Try this solution please:

SELECT 
    base_bag.bag_id AS base_bag_id, 
    superset_bag.bag_id AS superset_bag_id
FROM 
    (SELECT bag_id FROM bag_item GROUP BY bag_id) base_bag
JOIN 
    (SELECT bag_id FROM bag_item GROUP BY bag_id) superset_bag
ON base_bag.bag_id <> superset_bag.bag_id
WHERE NOT EXISTS (
    SELECT item_id 
    FROM bag_item base_items 
    WHERE base_items.bag_id = base_bag.bag_id 
    AND NOT EXISTS (
        SELECT 1
        FROM bag_item superset_items
        WHERE superset_items.bag_id = superset_bag.bag_id 
        AND superset_items.item_id = base_items.item_id
    )
)
AND (
    SELECT COUNT(DISTINCT item_id) FROM bag_item WHERE bag_id = superset_bag.bag_id
) > (
    SELECT COUNT(DISTINCT item_id) FROM bag_item WHERE bag_id = base_bag.bag_id
)
ORDER BY base_bag_id, superset_bag_id;
1
Akina On

But, I also want to be able to filter on the basis of the base_bag_id, e.g. 1 & 4.
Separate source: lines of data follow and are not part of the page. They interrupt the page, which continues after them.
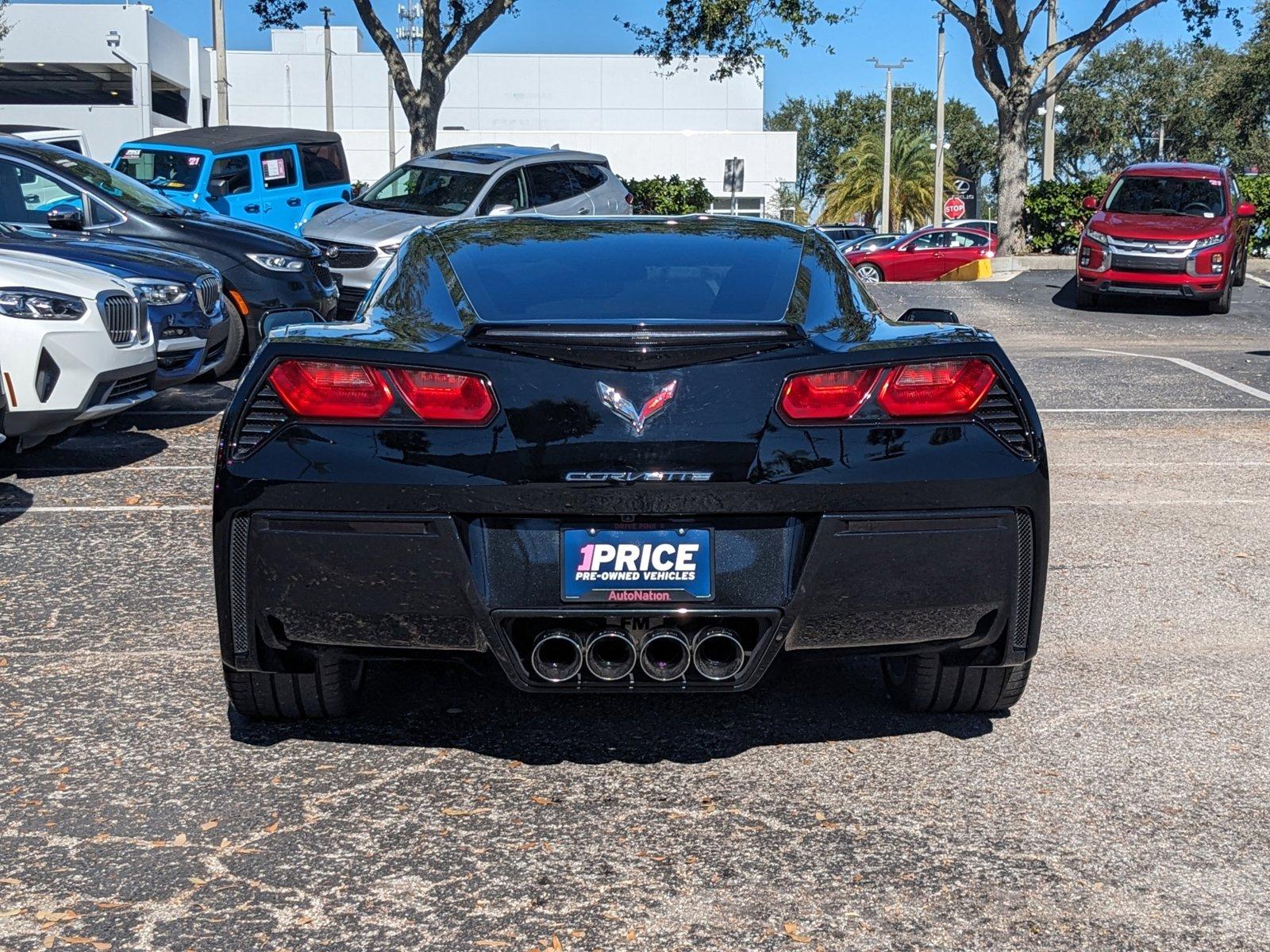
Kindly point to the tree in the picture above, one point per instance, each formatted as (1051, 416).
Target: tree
(829, 127)
(1114, 108)
(740, 31)
(446, 41)
(860, 171)
(672, 196)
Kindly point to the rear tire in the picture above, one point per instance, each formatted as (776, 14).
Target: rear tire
(870, 273)
(224, 367)
(1222, 305)
(328, 692)
(926, 685)
(1086, 300)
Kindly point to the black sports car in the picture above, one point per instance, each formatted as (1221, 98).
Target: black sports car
(629, 455)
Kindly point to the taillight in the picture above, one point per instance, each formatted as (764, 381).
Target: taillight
(832, 395)
(937, 389)
(333, 390)
(943, 389)
(448, 399)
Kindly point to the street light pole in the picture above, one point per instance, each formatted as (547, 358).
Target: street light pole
(222, 83)
(1047, 160)
(330, 99)
(937, 219)
(886, 141)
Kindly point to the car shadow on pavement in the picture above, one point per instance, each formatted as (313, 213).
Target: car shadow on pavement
(803, 700)
(1126, 304)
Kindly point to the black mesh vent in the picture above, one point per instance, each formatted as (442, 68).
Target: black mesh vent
(238, 582)
(264, 416)
(1001, 414)
(1022, 598)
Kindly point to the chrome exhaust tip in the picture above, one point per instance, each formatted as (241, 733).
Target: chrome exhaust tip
(664, 654)
(717, 654)
(610, 654)
(556, 655)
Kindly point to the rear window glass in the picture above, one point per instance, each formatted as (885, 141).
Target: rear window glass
(323, 165)
(698, 272)
(160, 168)
(425, 190)
(1153, 194)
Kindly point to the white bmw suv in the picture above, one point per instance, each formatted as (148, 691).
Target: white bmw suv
(75, 347)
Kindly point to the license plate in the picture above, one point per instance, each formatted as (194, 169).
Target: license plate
(637, 565)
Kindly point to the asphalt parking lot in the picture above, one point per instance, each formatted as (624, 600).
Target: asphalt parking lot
(1124, 804)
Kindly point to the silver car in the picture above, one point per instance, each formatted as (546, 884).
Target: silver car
(361, 236)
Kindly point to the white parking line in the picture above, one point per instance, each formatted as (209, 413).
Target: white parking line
(184, 508)
(1189, 366)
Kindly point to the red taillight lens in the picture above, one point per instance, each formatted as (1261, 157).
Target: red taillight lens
(943, 389)
(833, 395)
(334, 390)
(448, 399)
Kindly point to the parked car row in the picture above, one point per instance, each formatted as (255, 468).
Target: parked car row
(111, 291)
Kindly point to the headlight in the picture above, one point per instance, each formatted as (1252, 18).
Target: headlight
(41, 305)
(277, 263)
(159, 292)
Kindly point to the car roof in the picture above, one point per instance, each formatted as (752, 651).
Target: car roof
(1180, 171)
(493, 155)
(222, 139)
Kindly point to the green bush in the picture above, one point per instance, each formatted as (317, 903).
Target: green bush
(1257, 190)
(1053, 213)
(672, 196)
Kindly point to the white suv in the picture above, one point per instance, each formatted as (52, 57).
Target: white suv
(75, 347)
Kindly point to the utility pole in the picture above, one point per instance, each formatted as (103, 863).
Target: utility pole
(1047, 162)
(391, 125)
(330, 99)
(222, 83)
(886, 141)
(937, 219)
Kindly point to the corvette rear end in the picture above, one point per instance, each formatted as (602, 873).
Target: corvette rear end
(628, 455)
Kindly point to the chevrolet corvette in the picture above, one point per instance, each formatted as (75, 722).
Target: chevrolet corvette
(628, 455)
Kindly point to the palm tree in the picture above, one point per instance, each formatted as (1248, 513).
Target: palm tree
(859, 187)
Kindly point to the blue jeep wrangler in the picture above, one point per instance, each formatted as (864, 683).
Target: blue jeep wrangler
(281, 178)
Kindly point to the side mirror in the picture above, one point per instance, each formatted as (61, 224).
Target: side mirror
(65, 217)
(281, 319)
(929, 315)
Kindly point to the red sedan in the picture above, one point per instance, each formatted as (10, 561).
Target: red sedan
(926, 254)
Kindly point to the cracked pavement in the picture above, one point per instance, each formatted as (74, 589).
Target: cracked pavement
(1123, 804)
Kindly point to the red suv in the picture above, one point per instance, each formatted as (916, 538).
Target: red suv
(1166, 230)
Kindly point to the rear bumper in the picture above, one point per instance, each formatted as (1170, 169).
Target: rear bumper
(403, 583)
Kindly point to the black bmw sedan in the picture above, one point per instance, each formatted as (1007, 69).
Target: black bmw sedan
(638, 455)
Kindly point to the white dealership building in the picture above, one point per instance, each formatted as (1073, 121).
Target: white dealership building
(117, 73)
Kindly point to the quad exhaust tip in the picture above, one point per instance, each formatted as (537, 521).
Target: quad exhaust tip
(717, 654)
(664, 654)
(556, 655)
(611, 654)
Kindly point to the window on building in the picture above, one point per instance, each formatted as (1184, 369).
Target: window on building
(323, 164)
(747, 207)
(279, 168)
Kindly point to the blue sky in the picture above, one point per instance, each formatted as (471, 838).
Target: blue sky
(888, 29)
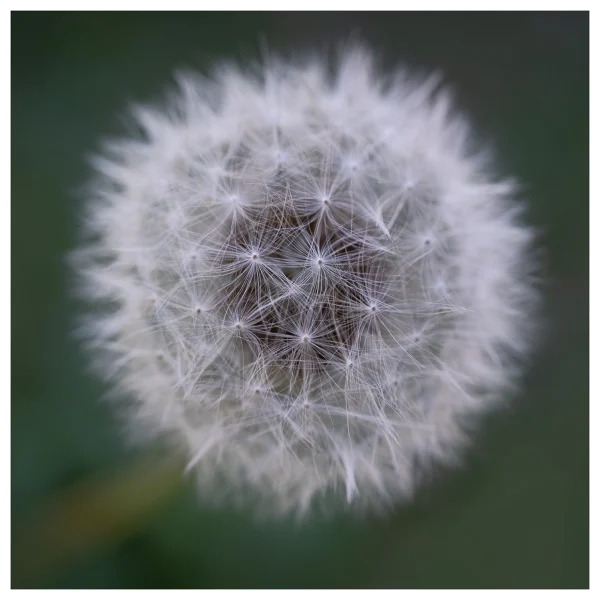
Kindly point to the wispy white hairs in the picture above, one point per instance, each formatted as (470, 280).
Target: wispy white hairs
(311, 282)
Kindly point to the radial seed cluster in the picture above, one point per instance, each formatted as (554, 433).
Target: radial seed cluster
(311, 283)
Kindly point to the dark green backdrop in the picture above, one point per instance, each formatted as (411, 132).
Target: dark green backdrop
(89, 512)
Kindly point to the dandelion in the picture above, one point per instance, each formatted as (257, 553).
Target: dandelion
(310, 282)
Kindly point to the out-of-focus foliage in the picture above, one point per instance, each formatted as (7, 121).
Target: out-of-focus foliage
(87, 511)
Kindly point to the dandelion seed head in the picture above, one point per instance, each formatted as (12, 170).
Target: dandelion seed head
(313, 283)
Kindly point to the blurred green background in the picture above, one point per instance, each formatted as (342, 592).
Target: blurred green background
(90, 512)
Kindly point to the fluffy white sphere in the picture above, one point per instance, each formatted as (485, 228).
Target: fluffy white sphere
(310, 282)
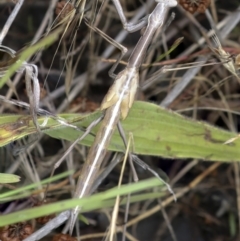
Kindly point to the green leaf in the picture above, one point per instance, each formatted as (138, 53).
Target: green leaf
(87, 203)
(156, 131)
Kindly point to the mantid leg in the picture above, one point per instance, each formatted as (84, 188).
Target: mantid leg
(130, 27)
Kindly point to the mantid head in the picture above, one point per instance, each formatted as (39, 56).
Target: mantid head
(169, 3)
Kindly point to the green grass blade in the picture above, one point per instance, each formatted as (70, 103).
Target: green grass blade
(156, 131)
(87, 203)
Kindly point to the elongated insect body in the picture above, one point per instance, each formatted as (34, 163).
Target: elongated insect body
(119, 97)
(117, 103)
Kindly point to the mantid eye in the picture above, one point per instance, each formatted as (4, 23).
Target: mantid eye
(63, 8)
(170, 3)
(237, 61)
(193, 6)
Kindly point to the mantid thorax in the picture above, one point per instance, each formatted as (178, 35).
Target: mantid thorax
(123, 90)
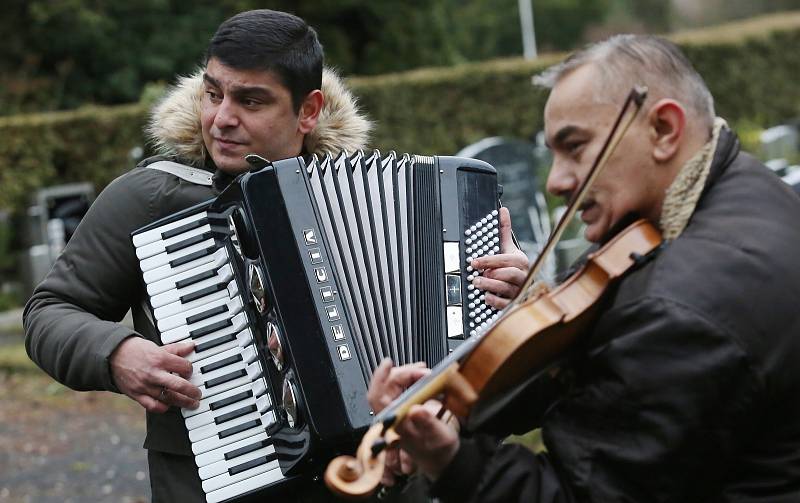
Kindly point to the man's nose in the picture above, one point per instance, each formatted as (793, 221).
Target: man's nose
(226, 115)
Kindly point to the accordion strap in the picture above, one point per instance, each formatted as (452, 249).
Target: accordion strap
(188, 173)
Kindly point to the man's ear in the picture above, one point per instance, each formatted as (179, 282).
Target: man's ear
(667, 122)
(309, 111)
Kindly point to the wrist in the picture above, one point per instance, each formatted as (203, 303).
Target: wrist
(434, 469)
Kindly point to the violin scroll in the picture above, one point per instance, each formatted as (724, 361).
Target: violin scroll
(358, 477)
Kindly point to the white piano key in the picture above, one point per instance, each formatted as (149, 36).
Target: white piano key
(164, 258)
(230, 291)
(257, 479)
(256, 388)
(258, 425)
(218, 454)
(252, 372)
(226, 479)
(217, 342)
(244, 358)
(160, 246)
(248, 397)
(222, 466)
(261, 406)
(223, 275)
(233, 307)
(170, 283)
(155, 234)
(165, 271)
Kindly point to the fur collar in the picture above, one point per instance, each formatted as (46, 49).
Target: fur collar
(174, 124)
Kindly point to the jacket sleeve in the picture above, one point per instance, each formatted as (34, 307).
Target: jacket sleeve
(71, 321)
(657, 404)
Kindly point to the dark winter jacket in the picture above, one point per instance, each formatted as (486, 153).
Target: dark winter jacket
(72, 320)
(689, 387)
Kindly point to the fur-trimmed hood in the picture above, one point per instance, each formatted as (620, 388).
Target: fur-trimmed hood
(174, 130)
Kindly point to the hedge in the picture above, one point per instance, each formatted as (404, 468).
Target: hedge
(750, 68)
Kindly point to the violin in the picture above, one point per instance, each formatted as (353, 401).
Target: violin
(535, 330)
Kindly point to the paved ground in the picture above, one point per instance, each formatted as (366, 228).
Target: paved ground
(58, 445)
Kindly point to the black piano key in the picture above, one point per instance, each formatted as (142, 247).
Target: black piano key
(231, 399)
(202, 293)
(252, 464)
(209, 329)
(216, 342)
(197, 278)
(184, 228)
(221, 363)
(241, 451)
(239, 428)
(207, 314)
(227, 377)
(180, 245)
(230, 416)
(193, 256)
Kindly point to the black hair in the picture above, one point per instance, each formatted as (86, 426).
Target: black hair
(274, 41)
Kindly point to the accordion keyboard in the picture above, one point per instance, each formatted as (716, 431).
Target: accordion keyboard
(191, 281)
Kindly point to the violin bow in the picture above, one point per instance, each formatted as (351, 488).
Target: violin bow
(635, 98)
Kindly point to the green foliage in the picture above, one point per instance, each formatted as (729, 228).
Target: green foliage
(67, 53)
(91, 144)
(423, 111)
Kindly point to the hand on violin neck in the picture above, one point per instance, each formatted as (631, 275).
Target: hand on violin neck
(388, 382)
(430, 442)
(503, 274)
(398, 464)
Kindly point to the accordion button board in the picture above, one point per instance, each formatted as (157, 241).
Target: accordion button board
(297, 281)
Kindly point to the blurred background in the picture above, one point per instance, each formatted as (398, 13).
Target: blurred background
(77, 78)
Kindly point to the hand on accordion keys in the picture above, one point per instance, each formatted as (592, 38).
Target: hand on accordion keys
(503, 274)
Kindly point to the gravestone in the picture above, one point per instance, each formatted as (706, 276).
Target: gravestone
(518, 164)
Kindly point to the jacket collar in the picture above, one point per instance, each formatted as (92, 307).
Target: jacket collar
(173, 128)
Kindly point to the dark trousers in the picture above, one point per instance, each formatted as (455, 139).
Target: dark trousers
(173, 478)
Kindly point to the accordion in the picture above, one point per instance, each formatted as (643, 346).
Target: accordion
(296, 281)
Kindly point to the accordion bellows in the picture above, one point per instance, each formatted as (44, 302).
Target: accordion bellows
(297, 281)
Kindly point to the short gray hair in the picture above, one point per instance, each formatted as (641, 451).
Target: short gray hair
(625, 60)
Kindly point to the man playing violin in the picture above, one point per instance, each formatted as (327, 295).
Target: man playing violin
(686, 385)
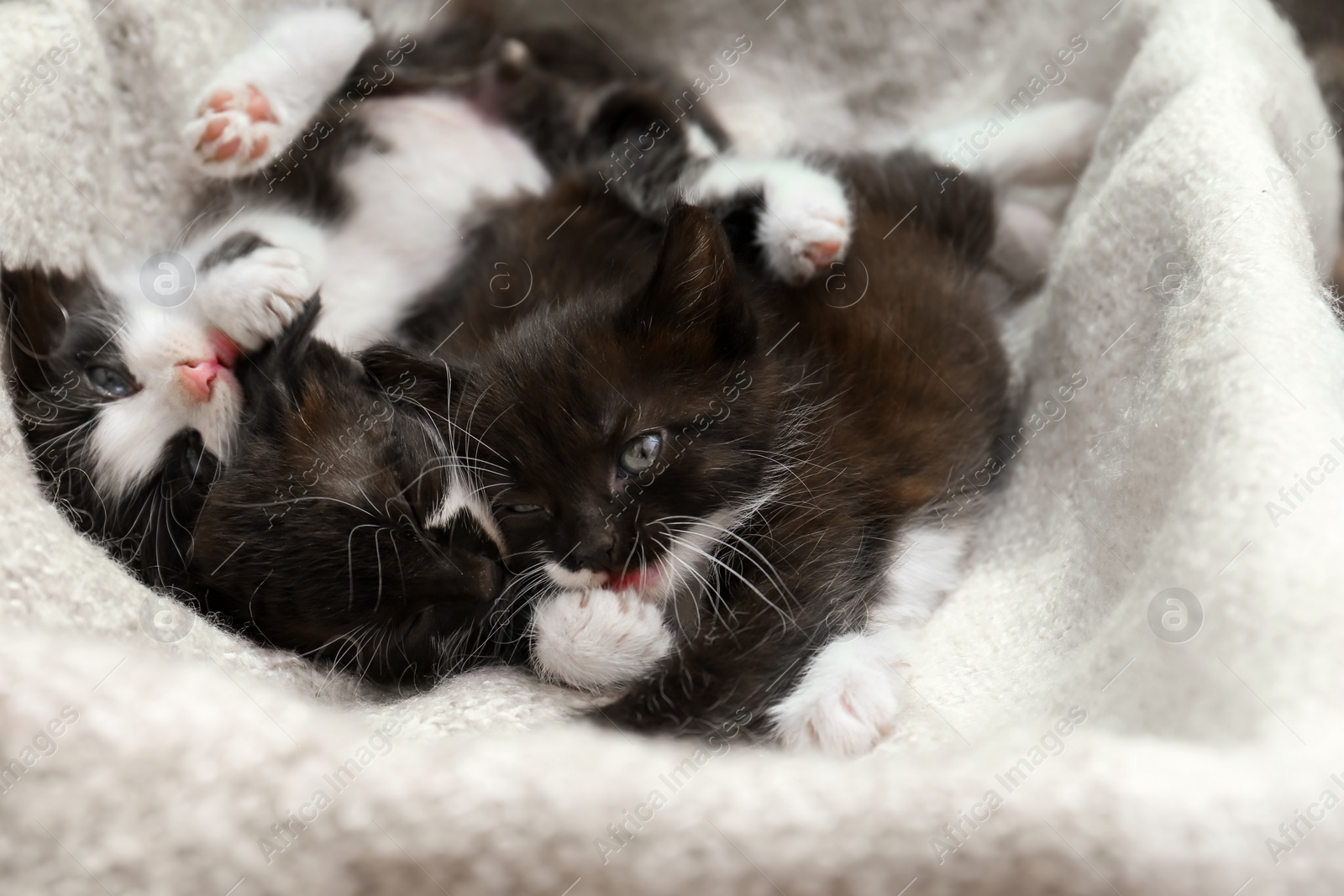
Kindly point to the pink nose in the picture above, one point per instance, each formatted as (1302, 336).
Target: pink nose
(198, 376)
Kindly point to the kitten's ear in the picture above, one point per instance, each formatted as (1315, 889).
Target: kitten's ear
(694, 288)
(35, 317)
(407, 375)
(288, 351)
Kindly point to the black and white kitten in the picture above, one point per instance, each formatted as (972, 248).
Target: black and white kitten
(134, 405)
(719, 490)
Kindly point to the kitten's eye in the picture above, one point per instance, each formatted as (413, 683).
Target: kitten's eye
(642, 453)
(109, 382)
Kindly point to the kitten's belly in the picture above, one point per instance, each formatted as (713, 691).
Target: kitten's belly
(437, 160)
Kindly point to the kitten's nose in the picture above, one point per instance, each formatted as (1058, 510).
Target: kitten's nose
(596, 553)
(198, 376)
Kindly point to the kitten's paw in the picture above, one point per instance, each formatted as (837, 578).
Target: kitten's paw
(233, 130)
(806, 223)
(846, 705)
(597, 640)
(255, 297)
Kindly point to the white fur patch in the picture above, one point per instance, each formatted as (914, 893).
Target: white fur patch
(597, 640)
(806, 222)
(302, 60)
(464, 499)
(412, 204)
(848, 699)
(129, 434)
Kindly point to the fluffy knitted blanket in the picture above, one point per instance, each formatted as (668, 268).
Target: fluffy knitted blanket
(1136, 689)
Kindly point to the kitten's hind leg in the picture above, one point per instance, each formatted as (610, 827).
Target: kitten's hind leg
(255, 277)
(804, 222)
(265, 96)
(850, 698)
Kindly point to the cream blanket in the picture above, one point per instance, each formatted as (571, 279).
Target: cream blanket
(1054, 741)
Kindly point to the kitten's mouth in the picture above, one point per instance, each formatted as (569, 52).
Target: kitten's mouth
(640, 579)
(201, 375)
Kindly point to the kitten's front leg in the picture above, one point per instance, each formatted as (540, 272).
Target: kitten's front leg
(268, 93)
(848, 699)
(597, 640)
(804, 223)
(255, 281)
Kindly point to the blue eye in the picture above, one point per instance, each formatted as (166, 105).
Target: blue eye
(642, 453)
(109, 382)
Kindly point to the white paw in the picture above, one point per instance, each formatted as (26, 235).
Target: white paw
(255, 297)
(806, 223)
(598, 638)
(234, 129)
(846, 705)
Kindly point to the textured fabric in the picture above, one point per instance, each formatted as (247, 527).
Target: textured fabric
(176, 761)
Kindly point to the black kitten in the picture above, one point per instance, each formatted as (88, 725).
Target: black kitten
(690, 432)
(346, 526)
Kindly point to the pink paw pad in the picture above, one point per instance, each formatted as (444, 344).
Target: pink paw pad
(822, 254)
(230, 125)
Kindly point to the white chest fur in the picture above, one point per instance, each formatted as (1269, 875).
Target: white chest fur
(434, 161)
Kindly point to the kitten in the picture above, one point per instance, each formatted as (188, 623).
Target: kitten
(396, 149)
(128, 405)
(475, 118)
(344, 526)
(687, 437)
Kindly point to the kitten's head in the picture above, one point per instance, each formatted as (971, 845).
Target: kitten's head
(625, 432)
(123, 406)
(344, 527)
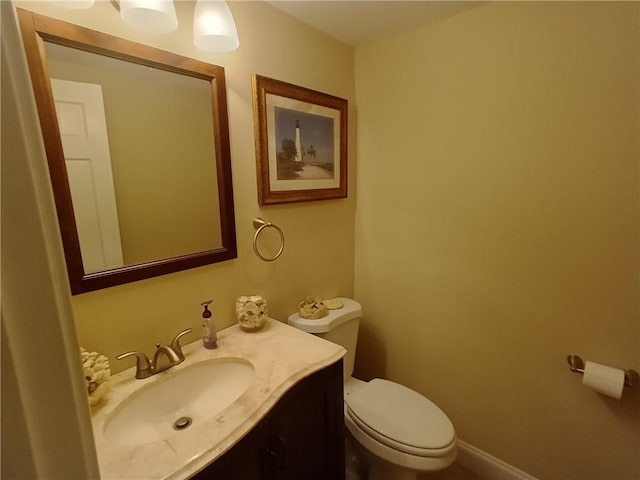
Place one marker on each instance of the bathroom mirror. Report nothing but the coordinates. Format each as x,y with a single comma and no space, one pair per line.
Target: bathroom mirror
137,143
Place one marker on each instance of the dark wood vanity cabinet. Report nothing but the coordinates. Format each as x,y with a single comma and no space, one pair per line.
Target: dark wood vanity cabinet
302,438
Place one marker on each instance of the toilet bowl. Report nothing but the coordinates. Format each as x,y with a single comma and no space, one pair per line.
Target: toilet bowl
395,432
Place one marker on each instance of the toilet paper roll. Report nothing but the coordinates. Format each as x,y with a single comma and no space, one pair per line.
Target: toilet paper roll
603,379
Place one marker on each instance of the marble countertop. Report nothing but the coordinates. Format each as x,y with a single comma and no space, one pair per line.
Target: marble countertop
281,356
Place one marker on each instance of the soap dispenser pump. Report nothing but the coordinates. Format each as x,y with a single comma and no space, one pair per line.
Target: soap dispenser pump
209,336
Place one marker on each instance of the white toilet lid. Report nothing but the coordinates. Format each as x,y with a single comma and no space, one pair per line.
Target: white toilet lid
400,417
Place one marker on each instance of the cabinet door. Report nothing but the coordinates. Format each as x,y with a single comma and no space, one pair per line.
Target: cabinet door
307,429
245,461
302,438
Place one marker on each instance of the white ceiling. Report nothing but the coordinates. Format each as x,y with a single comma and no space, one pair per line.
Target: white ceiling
361,21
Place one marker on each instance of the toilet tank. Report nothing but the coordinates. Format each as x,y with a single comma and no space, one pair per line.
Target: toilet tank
338,326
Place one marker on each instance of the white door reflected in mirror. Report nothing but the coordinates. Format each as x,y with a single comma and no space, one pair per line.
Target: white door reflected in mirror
83,130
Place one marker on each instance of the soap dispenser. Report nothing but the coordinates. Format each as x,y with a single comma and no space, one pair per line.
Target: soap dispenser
209,336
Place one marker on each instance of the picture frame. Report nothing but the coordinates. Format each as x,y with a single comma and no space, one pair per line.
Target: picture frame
301,143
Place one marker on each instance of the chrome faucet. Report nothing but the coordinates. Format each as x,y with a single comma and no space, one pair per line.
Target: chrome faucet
172,353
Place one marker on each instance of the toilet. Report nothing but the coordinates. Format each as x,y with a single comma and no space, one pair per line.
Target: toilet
393,432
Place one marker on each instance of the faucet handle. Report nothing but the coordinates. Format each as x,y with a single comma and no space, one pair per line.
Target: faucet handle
175,343
143,367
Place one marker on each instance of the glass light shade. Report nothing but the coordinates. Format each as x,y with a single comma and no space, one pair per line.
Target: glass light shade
213,27
75,4
156,16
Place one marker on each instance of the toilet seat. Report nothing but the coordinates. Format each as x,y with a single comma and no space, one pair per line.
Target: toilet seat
401,419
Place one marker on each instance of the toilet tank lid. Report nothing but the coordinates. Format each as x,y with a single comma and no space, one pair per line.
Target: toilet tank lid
350,310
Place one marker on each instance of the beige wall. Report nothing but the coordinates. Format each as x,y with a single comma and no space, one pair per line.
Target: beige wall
318,258
497,226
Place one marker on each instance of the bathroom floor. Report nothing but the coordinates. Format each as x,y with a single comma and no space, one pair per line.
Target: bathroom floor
454,472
Assuming that this means "find a bug which contains all items for each specified bag":

SET @base_bags = '1,4';
WITH 
minimal_superset AS (
  SELECT DISTINCT item_id
  FROM bag_item
  WHERE FIND_IN_SET(bag_id, @base_bags)
  ),
bags_list AS (
  SELECT DISTINCT bag_id
  FROM bag_item
  )
SELECT @base_bags base_bags_list, bag_id superset_bag_id
FROM minimal_superset
CROSS JOIN bags_list
LEFT JOIN bag_item USING (bag_id, item_id)
GROUP BY bag_id
HAVING NOT SUM(bag_item.item_id IS NULL)
base_bags_list superset_bag_id
1,4 2
1,4 4

fiddle

If the bags in the list must be not included into the superset bags list (bag #4 in the example) then add WHERE NOT FIND_IN_SET(bag_id, @base_bags) to CTE bags_list.